Now that is going back showing your age there


----------



## Random Orbital Bob (2 Mar 2014)

When music was music, £1 could actually buy something and a telephone had a whopping great dial on it......etc etc


----------



## Dalboy (2 Mar 2014)

Random Orbital Bob":72omxxu4 said:


> When music was music, £1 could actually buy something and a telephone had a whopping great dial on it......etc etc




:lol: :lol: :lol: :lol: :lol: :lol: :lol: :lol: :lol: :lol: :lol: :lol: :lol: :lol:


----------



## Woodmonkey (2 Mar 2014)

It's an interesting idea, I used to make floats with my dad when I was a kid but not on the lathe, he had a box full of various bits of balsa, bamboo, quills etc. Coarse fishing floats are normally very thin and delicate, I don't know how easy it would be on a lathe to get it thin enough, but you could definitely do a pike float or sea fishing float


----------



## Random Orbital Bob (2 Mar 2014)

yup me too. We also used to repair our split cane rods every time we trapped them in the car door  I've still got one of the ferrules impregnated with resin....1972 if I remember correctly


----------



## Grahamshed (2 Mar 2014)

yep, being realistic I think it would need to be pike and harbour floats.


----------



## Random Orbital Bob (2 Mar 2014)

even pike bungs which used to be cork or wood are plastic now. When I was a lad they were split wood with a wooden peg/dowel that wedged the line against the body to prevent the bung slipping down the line to control the depth the bait was at.  They would certainly be turnable and the fact they have a central hole would add a bit of piercing interest too as well as the dowel which was tapered almost to a point.

Not actually a bad idea for a monthly challenge in fact  (But they would need to be painted for actual use).


----------



## woodfarmer (2 Mar 2014)

Turning cork is nigh on impossible. but if you mount the cork gluing on a thin wooden spindle, put one end in a Jacobs type chuck mounted on the headstock and steady the other end in a hole drilled through a round piece of wood fitted in the toolpost riser tube. run the lathe say 200-500 rpm then use a small angle grinder fitted with a rubber backing pad and sandpaper. this will cut cork round really fast.


----------



## procell (2 Mar 2014)

I have made a few floats using a lathe made for the Dremmel drill. The ones I made were pole floats made from a balsa body and using a cocktail stick as a shaft. The cocktail stick can be a friction fit into a pilot hole drilled through the balsa body and then mounted in the dremmel. The body can then be quickly shaped with sandpaper. once painted to the desired colour scheme using modeling paints they can then be sealed with varnish to make them waterproof.
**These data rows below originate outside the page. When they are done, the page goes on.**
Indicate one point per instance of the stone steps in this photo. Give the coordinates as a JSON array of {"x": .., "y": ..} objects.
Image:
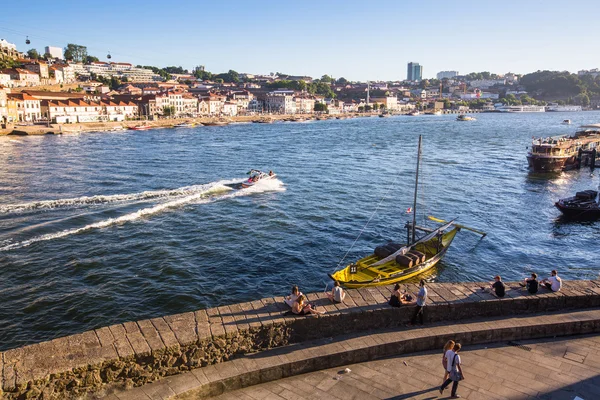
[{"x": 252, "y": 369}]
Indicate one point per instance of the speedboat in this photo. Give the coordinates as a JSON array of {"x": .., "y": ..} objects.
[
  {"x": 257, "y": 176},
  {"x": 184, "y": 125},
  {"x": 140, "y": 127},
  {"x": 583, "y": 206}
]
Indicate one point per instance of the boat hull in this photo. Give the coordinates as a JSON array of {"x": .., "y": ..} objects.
[
  {"x": 345, "y": 277},
  {"x": 579, "y": 213},
  {"x": 551, "y": 164}
]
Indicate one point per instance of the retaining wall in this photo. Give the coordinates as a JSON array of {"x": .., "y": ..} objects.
[{"x": 135, "y": 353}]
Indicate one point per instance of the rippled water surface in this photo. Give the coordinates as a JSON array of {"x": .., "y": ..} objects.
[{"x": 101, "y": 228}]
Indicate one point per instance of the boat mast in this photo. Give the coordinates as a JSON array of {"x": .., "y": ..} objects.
[{"x": 416, "y": 188}]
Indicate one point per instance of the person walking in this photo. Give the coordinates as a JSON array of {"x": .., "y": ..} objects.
[
  {"x": 421, "y": 301},
  {"x": 455, "y": 373},
  {"x": 447, "y": 350}
]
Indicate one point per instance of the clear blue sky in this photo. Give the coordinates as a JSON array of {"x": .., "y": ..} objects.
[{"x": 358, "y": 40}]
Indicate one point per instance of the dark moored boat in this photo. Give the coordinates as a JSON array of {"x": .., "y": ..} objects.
[
  {"x": 584, "y": 205},
  {"x": 554, "y": 154}
]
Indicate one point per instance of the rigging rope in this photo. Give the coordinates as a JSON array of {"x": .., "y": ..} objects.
[{"x": 367, "y": 224}]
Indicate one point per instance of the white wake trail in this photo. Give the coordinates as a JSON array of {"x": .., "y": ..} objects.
[
  {"x": 202, "y": 197},
  {"x": 104, "y": 199}
]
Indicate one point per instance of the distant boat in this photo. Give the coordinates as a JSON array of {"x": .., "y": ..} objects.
[
  {"x": 513, "y": 109},
  {"x": 395, "y": 262},
  {"x": 216, "y": 123},
  {"x": 554, "y": 107},
  {"x": 185, "y": 125},
  {"x": 140, "y": 127},
  {"x": 583, "y": 206}
]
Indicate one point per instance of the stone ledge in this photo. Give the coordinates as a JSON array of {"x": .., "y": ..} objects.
[
  {"x": 309, "y": 357},
  {"x": 137, "y": 353}
]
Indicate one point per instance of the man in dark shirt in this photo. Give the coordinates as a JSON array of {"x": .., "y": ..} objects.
[
  {"x": 497, "y": 286},
  {"x": 532, "y": 284}
]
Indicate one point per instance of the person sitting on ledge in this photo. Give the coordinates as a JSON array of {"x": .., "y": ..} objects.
[
  {"x": 398, "y": 298},
  {"x": 337, "y": 294},
  {"x": 497, "y": 286},
  {"x": 553, "y": 283},
  {"x": 531, "y": 283},
  {"x": 301, "y": 307},
  {"x": 291, "y": 299}
]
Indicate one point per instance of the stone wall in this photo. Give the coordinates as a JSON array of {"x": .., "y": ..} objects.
[{"x": 135, "y": 353}]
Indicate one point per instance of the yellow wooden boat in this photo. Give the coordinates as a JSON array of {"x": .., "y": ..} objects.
[{"x": 395, "y": 262}]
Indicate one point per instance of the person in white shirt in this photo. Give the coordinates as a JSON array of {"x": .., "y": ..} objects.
[
  {"x": 291, "y": 299},
  {"x": 553, "y": 283},
  {"x": 455, "y": 371},
  {"x": 337, "y": 294}
]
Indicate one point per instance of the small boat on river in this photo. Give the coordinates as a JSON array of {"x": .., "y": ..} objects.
[
  {"x": 395, "y": 262},
  {"x": 185, "y": 125},
  {"x": 257, "y": 176},
  {"x": 584, "y": 205},
  {"x": 140, "y": 127},
  {"x": 561, "y": 153}
]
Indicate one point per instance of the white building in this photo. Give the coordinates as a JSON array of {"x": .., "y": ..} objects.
[
  {"x": 281, "y": 101},
  {"x": 55, "y": 52},
  {"x": 446, "y": 74}
]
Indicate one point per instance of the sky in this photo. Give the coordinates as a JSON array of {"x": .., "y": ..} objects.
[{"x": 357, "y": 40}]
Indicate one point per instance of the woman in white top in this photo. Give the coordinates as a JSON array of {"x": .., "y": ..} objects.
[
  {"x": 337, "y": 294},
  {"x": 291, "y": 299}
]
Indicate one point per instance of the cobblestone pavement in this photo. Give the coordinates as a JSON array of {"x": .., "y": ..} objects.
[{"x": 564, "y": 368}]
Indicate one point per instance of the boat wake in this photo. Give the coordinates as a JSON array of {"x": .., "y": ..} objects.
[
  {"x": 106, "y": 199},
  {"x": 208, "y": 194}
]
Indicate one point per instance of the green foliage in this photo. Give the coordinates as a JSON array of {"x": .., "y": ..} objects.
[
  {"x": 322, "y": 107},
  {"x": 230, "y": 77},
  {"x": 175, "y": 70},
  {"x": 559, "y": 83},
  {"x": 75, "y": 52},
  {"x": 480, "y": 75},
  {"x": 33, "y": 54}
]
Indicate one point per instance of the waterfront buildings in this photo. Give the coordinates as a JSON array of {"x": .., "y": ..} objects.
[
  {"x": 414, "y": 72},
  {"x": 54, "y": 52},
  {"x": 446, "y": 75}
]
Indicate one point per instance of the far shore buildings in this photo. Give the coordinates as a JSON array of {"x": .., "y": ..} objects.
[{"x": 414, "y": 72}]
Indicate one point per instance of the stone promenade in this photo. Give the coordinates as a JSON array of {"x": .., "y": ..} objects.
[
  {"x": 136, "y": 353},
  {"x": 547, "y": 369}
]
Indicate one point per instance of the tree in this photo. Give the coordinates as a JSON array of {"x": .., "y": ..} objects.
[
  {"x": 320, "y": 107},
  {"x": 33, "y": 54},
  {"x": 75, "y": 52}
]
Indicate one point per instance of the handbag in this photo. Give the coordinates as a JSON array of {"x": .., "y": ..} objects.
[{"x": 455, "y": 374}]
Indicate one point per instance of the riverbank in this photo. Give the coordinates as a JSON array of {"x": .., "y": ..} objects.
[
  {"x": 136, "y": 353},
  {"x": 56, "y": 129}
]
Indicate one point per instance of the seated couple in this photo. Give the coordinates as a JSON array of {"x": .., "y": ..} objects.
[
  {"x": 399, "y": 297},
  {"x": 299, "y": 305}
]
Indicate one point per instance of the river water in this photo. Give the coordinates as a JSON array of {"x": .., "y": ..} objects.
[{"x": 101, "y": 228}]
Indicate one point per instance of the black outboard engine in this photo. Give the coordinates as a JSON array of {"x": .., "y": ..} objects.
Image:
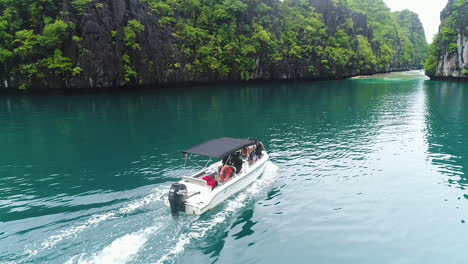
[{"x": 177, "y": 197}]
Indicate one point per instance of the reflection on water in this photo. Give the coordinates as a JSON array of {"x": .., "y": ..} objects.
[{"x": 446, "y": 133}]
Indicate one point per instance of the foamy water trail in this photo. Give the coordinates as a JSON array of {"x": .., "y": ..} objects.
[
  {"x": 120, "y": 251},
  {"x": 201, "y": 228},
  {"x": 157, "y": 194}
]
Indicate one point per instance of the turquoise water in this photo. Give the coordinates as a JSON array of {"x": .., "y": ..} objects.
[{"x": 366, "y": 170}]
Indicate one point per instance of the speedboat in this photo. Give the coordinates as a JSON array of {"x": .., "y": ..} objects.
[{"x": 240, "y": 163}]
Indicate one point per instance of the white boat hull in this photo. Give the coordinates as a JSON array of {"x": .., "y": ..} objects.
[{"x": 204, "y": 198}]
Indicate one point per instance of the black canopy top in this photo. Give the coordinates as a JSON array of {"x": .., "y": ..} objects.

They were attached to the fishing line using float rubbers which are tiny rubber bands. For pole fishing the object is to have as little resistance to a bite as possible and for these a few micro shot were enough to cock the float. They worked great


----------



## Paul Hannaby (2 Mar 2014)

I used to make my own floats using balsa and sarcandas reed or peacock quill. These are a good choice because the peacocks shed them every year so no peacocks are harmed in the process! 

I used to "turn" the balsa using an electric drill and some coarse abrasive. It was sealed with cellulose dope before painting.


----------



## Random Orbital Bob (2 Mar 2014)

some good ideas there chaps


----------